Interesting thoughts... and things to consider... around the dojo as well there are items that could spread germs. Sparring gear, weaponry, even the mats themselves. True, most should know not to go out when they're sick. But even a couple of days of... "yeah, I'm feeling a little better" can still leave behind those germs. 

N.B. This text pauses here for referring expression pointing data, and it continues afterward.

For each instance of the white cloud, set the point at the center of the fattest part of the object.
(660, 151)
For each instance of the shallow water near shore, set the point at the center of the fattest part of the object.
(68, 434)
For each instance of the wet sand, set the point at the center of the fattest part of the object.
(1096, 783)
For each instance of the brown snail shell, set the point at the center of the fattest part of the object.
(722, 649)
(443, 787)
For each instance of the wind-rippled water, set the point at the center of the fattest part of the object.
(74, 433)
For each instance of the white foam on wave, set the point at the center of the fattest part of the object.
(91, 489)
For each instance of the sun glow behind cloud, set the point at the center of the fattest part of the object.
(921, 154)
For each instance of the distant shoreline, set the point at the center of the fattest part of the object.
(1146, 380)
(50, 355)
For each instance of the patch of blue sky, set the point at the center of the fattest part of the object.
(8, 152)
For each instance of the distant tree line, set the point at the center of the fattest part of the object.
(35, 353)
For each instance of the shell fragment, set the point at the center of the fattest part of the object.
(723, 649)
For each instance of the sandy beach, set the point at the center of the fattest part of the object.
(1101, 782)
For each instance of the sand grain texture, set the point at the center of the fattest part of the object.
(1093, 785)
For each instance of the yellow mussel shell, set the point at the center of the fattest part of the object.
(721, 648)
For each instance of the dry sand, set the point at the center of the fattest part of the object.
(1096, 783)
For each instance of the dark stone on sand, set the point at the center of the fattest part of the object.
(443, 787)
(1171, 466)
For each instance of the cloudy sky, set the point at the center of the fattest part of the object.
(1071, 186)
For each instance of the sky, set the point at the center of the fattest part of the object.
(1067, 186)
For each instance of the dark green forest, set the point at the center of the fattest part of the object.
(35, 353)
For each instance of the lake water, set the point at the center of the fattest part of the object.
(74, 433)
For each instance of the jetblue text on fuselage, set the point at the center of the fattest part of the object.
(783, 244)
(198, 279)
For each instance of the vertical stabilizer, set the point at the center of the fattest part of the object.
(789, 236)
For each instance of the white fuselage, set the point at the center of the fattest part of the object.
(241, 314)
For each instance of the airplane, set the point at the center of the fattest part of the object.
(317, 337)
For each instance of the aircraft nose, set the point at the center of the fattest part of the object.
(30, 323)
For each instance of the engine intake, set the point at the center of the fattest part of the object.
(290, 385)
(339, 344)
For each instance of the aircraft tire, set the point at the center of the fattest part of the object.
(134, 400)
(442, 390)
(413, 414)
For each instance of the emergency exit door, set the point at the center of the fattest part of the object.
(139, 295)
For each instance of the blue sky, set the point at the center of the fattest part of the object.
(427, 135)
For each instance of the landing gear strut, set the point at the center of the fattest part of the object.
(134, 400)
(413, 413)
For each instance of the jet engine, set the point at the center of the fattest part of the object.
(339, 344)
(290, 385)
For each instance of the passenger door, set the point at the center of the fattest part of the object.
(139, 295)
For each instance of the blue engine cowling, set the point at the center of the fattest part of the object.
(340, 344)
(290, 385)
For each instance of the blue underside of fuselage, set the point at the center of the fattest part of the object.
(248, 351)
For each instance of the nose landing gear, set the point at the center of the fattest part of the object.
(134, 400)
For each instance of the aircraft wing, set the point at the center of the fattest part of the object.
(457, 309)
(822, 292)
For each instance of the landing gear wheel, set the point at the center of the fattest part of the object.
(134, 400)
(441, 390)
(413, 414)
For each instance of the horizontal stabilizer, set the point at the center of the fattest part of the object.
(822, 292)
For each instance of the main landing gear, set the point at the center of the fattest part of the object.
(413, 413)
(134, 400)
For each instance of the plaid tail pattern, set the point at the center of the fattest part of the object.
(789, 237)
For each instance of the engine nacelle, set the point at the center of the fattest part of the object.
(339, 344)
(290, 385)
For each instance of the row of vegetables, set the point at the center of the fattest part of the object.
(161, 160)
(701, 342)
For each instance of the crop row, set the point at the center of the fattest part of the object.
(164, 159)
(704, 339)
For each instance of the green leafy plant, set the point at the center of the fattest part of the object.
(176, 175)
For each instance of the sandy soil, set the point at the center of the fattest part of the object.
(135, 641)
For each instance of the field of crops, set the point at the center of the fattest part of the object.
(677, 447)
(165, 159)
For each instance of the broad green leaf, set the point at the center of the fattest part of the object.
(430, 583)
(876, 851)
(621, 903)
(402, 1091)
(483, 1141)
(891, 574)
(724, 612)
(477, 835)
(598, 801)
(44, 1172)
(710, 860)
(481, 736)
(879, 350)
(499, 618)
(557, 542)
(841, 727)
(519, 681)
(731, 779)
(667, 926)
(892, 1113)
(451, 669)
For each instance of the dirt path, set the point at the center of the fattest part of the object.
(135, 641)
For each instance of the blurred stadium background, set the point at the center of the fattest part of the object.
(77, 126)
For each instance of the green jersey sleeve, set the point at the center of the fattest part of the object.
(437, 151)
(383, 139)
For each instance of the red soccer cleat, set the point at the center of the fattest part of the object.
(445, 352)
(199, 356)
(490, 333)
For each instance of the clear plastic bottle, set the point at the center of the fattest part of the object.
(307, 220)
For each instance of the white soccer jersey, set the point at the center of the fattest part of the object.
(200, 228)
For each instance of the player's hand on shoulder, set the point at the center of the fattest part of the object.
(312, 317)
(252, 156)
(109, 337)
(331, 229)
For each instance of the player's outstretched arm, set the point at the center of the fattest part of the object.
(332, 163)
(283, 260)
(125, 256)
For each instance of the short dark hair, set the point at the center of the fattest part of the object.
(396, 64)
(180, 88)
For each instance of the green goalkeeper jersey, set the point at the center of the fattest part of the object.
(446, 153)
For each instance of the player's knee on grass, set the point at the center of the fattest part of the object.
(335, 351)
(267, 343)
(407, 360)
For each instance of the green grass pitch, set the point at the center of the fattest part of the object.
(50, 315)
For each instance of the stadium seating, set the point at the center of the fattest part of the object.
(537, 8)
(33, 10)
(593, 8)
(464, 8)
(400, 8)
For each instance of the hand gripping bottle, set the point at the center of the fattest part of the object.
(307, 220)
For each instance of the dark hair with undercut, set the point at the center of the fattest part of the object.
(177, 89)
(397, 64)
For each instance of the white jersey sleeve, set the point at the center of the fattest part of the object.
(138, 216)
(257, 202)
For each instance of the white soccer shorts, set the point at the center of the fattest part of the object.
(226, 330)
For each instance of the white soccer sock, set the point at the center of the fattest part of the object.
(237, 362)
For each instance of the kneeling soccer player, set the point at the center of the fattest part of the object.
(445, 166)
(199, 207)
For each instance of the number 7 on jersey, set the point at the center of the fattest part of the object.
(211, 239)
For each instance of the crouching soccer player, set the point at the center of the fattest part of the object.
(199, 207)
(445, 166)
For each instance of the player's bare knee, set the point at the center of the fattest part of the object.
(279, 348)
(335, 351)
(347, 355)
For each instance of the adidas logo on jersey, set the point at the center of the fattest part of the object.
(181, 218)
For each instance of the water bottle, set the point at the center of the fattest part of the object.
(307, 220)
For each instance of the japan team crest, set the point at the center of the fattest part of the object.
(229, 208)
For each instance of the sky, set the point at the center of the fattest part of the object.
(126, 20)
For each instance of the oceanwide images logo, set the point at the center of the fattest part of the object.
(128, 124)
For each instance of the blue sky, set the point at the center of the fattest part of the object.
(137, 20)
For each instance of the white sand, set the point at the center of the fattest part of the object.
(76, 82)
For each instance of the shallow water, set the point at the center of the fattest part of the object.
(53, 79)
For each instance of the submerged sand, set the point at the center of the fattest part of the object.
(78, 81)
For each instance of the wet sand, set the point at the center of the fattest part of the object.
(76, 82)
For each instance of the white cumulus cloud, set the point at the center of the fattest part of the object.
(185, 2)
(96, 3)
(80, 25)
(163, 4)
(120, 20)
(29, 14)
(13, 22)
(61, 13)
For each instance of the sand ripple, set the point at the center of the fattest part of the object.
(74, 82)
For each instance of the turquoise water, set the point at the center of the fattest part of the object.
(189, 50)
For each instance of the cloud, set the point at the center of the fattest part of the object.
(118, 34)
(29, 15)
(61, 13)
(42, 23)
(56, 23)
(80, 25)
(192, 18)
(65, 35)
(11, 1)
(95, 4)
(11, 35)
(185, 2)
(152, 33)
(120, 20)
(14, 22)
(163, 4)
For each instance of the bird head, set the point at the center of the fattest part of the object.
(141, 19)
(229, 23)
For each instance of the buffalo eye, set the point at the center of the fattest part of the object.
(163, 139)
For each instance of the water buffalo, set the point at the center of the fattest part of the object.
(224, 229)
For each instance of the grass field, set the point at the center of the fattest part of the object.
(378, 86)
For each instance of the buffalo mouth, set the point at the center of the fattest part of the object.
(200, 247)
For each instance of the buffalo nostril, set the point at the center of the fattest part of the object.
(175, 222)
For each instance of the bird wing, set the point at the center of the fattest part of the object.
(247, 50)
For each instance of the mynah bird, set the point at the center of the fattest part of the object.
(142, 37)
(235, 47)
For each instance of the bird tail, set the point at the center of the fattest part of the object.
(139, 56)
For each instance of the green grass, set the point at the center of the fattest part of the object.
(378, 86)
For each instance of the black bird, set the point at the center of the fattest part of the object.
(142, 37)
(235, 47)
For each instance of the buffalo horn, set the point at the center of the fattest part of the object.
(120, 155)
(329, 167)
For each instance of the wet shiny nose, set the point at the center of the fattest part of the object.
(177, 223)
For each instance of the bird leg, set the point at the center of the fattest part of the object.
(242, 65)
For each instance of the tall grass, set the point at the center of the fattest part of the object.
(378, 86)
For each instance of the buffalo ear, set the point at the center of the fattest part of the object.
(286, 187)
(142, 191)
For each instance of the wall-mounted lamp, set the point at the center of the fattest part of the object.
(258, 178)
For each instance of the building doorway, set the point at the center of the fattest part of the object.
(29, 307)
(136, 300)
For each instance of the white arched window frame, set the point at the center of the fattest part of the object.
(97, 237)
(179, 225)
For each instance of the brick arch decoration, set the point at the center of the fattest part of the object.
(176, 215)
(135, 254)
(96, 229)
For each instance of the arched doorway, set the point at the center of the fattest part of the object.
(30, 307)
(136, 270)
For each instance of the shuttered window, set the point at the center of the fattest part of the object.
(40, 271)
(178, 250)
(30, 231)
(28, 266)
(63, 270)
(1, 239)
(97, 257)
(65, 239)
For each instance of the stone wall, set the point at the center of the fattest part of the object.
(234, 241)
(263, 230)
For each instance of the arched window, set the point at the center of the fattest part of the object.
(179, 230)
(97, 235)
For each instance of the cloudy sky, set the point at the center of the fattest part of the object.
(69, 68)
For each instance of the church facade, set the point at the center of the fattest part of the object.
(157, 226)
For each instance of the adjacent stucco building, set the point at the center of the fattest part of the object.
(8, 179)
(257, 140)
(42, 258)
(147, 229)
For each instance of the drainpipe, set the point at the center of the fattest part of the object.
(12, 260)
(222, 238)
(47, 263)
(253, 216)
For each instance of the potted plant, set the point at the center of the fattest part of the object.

Thinking that leaving around a bunch of those hand wipes and bottle hand sanitizers around the dojo and getting the students and instructors to use them frequently would help minimize the spread of latent germs. There's a lot of contact going on in that there dojo ya know? 
Getting one of those swiffer mops and attaching instead the cleansing pad but a couple layers of those anti-bacterial hand wipes to 'em and going over the training mats after a day's lesson... or after each lesson. Sure wouldn't hurt. Looking at MA shoes or barefeet going over those mats and then faces after being thrown getting contact with those same mats. 
MA training is supposed to make you healthier... not sicker.


----------



## Nolerama (Oct 29, 2008)

We're almost always in close contact while training. If we could drink GermX, we probably would.

After I get home, I take a long, hot shower with LAVA soap, just to be safe. Have you seen what MRSA looks like? It's crazy!

Wiping down your mats is very important, too.


----------